The Correct Option is D

Step 1: Understanding the Concept:
This question asks how to decrease the total or effective capacitance of a circuit that initially contains a capacitor C. We need to analyze how different modifications affect capacitance.
Step 2: Key Formula or Approach:

Dielectric Slab: Inserting a dielectric of constant K increases capacitance: \(C' = KC\), where \(K>1\).
Metal Plate: Inserting a conducting slab increases capacitance.
Series Combination: For two capacitors \(C_1\) and \(C_2\) in series, the effective capacitance \(C_{eff}\) is given by \(\frac{1}{C_{eff}} = \frac{1}{C_1} + \frac{1}{C_2}\). This results in \(C_{eff}<\min(C_1, C_2)\).

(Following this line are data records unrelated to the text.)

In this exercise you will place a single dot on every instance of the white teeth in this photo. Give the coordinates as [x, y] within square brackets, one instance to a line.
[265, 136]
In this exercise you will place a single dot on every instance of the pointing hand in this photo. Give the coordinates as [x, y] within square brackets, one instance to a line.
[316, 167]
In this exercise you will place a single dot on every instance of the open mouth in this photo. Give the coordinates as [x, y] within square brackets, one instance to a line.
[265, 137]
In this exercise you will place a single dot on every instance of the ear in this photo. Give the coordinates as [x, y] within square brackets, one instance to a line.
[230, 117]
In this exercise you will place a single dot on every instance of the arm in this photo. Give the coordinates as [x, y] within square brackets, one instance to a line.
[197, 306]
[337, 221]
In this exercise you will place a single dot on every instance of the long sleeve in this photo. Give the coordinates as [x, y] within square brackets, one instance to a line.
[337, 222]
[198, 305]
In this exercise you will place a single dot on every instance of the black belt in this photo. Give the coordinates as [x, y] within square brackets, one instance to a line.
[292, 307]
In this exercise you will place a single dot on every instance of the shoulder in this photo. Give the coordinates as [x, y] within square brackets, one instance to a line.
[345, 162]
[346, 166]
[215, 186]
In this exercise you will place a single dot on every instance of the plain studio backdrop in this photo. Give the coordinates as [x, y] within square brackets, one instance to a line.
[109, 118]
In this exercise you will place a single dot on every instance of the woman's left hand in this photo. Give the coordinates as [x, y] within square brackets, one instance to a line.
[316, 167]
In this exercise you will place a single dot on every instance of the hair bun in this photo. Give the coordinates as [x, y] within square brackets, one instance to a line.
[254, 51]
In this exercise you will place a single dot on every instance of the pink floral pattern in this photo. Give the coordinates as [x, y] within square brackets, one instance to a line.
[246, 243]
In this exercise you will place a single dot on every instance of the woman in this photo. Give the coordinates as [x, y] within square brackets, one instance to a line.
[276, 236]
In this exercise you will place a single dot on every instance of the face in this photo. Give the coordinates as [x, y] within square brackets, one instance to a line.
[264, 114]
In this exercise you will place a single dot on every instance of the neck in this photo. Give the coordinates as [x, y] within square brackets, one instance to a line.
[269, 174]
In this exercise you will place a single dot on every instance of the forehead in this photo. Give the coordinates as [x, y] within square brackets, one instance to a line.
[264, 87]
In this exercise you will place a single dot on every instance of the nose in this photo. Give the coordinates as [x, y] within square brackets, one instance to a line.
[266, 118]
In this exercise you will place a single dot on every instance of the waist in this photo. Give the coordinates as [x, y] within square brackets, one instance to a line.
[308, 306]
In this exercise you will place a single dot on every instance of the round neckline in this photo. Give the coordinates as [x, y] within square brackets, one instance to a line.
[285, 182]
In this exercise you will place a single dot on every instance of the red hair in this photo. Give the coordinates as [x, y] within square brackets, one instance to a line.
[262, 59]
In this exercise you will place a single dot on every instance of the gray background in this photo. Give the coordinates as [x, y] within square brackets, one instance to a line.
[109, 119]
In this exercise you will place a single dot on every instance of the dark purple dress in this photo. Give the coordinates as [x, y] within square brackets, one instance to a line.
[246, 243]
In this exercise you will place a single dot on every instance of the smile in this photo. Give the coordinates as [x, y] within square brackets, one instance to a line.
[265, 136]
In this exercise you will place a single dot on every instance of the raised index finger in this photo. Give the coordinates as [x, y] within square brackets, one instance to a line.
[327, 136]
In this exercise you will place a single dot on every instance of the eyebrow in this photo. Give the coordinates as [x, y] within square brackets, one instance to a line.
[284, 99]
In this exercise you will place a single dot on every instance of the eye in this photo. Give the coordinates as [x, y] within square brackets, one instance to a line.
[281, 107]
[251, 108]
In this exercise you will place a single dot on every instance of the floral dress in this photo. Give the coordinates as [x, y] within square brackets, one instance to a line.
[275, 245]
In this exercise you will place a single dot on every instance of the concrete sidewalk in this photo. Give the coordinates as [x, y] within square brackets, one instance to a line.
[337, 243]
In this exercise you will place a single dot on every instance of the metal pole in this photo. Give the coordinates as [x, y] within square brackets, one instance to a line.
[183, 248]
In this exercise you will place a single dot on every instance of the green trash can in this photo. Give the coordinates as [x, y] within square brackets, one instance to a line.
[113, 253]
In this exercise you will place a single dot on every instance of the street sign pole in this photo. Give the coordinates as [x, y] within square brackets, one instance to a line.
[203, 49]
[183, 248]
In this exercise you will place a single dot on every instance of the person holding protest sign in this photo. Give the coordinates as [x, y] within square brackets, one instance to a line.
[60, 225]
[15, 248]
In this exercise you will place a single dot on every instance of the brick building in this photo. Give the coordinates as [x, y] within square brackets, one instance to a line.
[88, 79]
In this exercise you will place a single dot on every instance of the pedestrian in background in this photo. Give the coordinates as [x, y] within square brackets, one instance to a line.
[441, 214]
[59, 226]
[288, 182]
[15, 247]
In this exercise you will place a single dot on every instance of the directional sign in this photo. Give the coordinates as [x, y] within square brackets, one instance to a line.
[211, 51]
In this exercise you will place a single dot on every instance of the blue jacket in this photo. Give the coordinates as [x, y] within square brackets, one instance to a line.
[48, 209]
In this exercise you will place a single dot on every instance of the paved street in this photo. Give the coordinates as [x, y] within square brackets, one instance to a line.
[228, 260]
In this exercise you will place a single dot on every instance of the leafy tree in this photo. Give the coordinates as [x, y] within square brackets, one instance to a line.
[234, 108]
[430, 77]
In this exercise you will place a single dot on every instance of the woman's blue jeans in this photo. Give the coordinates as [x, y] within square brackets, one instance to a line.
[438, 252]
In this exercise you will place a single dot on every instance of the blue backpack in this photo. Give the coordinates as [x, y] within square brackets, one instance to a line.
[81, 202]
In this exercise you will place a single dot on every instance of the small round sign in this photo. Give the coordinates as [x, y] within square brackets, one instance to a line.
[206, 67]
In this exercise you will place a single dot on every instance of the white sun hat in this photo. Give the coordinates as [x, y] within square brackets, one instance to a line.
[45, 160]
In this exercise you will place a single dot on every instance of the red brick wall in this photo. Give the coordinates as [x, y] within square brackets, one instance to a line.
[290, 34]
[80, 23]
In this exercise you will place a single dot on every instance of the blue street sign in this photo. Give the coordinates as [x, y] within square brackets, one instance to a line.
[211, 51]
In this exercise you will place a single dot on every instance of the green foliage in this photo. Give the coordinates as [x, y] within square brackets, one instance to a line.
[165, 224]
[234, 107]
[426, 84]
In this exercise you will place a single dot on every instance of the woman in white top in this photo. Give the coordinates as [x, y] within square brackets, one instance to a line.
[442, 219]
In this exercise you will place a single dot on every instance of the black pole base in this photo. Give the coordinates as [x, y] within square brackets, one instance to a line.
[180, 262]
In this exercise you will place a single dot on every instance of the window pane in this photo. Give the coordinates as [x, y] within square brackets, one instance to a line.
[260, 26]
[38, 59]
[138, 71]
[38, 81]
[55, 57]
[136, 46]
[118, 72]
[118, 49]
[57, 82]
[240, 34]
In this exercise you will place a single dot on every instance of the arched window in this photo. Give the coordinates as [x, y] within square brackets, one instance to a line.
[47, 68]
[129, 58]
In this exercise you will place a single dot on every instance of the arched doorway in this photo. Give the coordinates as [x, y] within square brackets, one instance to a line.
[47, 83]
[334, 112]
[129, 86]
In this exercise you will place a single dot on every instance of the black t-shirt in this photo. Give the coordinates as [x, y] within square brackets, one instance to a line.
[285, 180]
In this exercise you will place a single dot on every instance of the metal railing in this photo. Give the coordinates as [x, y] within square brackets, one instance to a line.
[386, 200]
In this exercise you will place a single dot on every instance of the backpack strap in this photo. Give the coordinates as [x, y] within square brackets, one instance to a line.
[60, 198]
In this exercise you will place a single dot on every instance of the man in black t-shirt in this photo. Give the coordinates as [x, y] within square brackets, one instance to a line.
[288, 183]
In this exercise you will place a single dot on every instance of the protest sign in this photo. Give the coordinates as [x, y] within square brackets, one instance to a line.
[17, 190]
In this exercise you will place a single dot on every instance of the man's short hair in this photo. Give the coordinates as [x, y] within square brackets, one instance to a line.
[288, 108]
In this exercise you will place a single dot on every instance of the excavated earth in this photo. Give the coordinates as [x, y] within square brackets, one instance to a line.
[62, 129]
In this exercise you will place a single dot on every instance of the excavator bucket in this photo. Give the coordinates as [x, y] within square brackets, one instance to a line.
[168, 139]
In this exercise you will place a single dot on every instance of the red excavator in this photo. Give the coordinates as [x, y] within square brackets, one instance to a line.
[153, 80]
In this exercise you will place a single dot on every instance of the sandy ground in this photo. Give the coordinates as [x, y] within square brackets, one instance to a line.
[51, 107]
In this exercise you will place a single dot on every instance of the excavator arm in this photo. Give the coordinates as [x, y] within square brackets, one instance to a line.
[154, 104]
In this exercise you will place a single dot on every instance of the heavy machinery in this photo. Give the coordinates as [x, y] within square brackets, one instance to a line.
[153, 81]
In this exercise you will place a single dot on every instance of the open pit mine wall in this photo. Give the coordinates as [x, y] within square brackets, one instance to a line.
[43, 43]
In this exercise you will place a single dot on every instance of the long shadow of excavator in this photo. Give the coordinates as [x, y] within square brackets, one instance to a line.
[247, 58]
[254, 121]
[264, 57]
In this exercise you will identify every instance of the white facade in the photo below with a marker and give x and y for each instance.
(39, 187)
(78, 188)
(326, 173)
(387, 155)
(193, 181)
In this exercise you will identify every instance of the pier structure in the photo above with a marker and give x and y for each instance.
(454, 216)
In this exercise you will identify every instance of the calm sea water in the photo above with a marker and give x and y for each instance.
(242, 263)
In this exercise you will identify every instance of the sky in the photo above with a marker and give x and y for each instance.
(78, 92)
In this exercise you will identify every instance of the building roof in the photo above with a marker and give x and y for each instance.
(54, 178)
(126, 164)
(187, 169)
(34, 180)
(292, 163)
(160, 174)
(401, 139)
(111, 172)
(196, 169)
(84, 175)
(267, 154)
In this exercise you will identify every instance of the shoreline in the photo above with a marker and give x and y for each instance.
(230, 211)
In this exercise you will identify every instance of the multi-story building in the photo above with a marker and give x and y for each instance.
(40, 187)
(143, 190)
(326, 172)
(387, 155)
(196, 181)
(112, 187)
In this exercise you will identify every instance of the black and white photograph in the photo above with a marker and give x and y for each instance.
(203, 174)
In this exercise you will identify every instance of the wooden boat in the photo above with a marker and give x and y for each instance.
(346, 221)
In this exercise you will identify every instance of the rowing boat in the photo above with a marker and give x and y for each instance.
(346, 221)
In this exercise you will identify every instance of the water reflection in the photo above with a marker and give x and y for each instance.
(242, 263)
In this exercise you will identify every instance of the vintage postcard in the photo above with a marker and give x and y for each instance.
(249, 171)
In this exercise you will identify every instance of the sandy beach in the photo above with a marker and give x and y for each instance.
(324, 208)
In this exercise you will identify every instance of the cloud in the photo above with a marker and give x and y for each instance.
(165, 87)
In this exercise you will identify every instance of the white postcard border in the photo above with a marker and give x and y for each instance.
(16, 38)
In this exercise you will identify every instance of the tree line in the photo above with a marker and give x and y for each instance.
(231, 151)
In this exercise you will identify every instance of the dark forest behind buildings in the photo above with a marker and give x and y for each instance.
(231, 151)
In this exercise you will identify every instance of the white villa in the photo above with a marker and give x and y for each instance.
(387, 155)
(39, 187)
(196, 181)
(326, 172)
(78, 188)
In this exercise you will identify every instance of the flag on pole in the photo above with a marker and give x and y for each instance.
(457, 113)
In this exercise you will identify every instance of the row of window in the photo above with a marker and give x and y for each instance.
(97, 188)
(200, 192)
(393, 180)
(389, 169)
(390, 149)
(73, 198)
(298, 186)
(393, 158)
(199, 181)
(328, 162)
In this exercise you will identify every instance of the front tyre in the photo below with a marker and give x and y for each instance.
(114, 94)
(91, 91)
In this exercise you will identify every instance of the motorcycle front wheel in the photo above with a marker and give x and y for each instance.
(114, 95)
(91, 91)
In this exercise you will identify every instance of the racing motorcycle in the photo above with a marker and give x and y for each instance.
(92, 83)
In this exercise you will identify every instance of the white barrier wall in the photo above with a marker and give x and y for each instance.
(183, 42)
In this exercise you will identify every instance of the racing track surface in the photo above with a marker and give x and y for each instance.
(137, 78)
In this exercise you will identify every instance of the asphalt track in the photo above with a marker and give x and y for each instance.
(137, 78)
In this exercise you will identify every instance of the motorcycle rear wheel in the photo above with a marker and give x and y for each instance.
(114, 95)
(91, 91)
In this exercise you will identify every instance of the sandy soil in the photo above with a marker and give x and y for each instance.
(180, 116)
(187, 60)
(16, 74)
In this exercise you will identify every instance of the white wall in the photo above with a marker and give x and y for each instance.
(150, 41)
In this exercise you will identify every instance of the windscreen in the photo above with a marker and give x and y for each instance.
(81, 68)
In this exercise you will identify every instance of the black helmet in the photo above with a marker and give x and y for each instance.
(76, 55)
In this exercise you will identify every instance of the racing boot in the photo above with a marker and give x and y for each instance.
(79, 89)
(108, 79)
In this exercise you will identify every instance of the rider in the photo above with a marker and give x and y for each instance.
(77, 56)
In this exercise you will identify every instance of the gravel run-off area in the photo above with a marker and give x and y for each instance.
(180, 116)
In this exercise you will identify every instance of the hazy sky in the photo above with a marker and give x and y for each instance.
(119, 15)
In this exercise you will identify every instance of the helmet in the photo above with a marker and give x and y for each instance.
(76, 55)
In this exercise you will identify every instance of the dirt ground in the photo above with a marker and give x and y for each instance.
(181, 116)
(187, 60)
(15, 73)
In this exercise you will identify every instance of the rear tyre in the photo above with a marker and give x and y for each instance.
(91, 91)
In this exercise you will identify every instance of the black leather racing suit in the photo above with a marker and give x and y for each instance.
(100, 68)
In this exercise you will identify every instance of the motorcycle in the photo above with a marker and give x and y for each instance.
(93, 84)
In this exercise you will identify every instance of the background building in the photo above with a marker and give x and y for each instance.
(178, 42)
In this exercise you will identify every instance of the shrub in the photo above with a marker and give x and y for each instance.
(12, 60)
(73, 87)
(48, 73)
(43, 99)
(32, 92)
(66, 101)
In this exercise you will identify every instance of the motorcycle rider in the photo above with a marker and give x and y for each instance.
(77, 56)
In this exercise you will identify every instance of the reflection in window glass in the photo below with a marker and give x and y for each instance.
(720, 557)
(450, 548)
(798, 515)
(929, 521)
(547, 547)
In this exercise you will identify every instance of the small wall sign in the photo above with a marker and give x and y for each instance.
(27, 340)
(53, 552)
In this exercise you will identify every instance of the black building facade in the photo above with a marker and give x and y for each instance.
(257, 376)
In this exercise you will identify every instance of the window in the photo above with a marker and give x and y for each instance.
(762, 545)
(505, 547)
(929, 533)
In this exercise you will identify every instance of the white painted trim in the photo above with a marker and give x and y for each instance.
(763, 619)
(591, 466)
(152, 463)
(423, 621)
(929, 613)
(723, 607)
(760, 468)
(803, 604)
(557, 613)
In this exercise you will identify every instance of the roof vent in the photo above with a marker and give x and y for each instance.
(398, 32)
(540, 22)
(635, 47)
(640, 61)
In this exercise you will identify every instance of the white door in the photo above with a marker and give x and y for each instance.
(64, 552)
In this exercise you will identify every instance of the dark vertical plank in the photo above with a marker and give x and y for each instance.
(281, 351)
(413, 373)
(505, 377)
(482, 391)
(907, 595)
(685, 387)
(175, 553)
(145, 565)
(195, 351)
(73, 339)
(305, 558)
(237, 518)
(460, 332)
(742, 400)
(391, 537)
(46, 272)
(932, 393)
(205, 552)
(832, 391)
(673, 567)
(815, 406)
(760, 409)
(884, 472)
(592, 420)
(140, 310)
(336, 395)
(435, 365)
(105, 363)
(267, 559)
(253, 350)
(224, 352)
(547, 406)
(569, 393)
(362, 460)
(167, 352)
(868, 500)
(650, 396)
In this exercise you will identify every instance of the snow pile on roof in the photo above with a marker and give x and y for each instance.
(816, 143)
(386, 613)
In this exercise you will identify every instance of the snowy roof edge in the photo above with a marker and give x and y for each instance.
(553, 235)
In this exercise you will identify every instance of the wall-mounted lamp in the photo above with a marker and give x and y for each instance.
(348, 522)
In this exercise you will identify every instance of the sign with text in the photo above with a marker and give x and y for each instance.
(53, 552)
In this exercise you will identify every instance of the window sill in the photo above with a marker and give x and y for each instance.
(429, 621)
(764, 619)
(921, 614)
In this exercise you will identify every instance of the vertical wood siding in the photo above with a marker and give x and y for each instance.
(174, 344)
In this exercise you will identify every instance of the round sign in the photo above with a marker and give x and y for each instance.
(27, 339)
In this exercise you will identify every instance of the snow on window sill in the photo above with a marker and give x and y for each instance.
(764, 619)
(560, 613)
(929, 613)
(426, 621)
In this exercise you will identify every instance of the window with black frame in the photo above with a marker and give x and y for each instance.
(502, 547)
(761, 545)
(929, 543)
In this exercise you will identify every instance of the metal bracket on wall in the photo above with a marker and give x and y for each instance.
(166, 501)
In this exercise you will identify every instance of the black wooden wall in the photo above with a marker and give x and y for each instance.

Parallel Combination: For two capacitors in parallel, \(C_{eff} = C_1 + C_2\). This results in \(C_{eff}>\max(C_1, C_2)\).
Step 3: Detailed Explanation:
We want to reduce the effective capacitance from its initial value C.
(A) introducing a metal plate: Inserting a metal plate of thickness `t` into a capacitor with plate separation `d` is equivalent to creating two capacitors in series, each with a smaller separation. The new capacitance is \(C' = C \frac{d}{d-t}\). Since \(d>d-t\), \(C'>C\). Capacitance increases.
(B) introducing a dielectric slab: This increases the capacitance by a factor of the dielectric constant K (\(C' = KC\)). Capacitance increases.
(C) reducing the potential difference: Capacitance \(C = Q/V\) is a physical property of the capacitor's geometry and material. It does not depend on the potential difference V or charge Q applied to it. This action does not change C.
(D) connecting another capacitor in series: If we connect another capacitor \(C_{add}\) in series with C, the new effective capacitance is \(C_{eff} = \frac{C \cdot C_{add}}{C + C_{add}}\). Since \(\frac{C_{add}}{C + C_{add}}<1\), the new capacitance \(C_{eff}\) will be less than C. Capacitance is reduced.
(E) connecting another capacitor in parallel: If we add \(C_{add}\) in parallel, the new capacitance is \(C_{eff} = C + C_{add}\). This is greater than C. Capacitance increases.
Step 4: Final Answer:
The effective capacitance can be reduced by connecting another capacitor in series with it.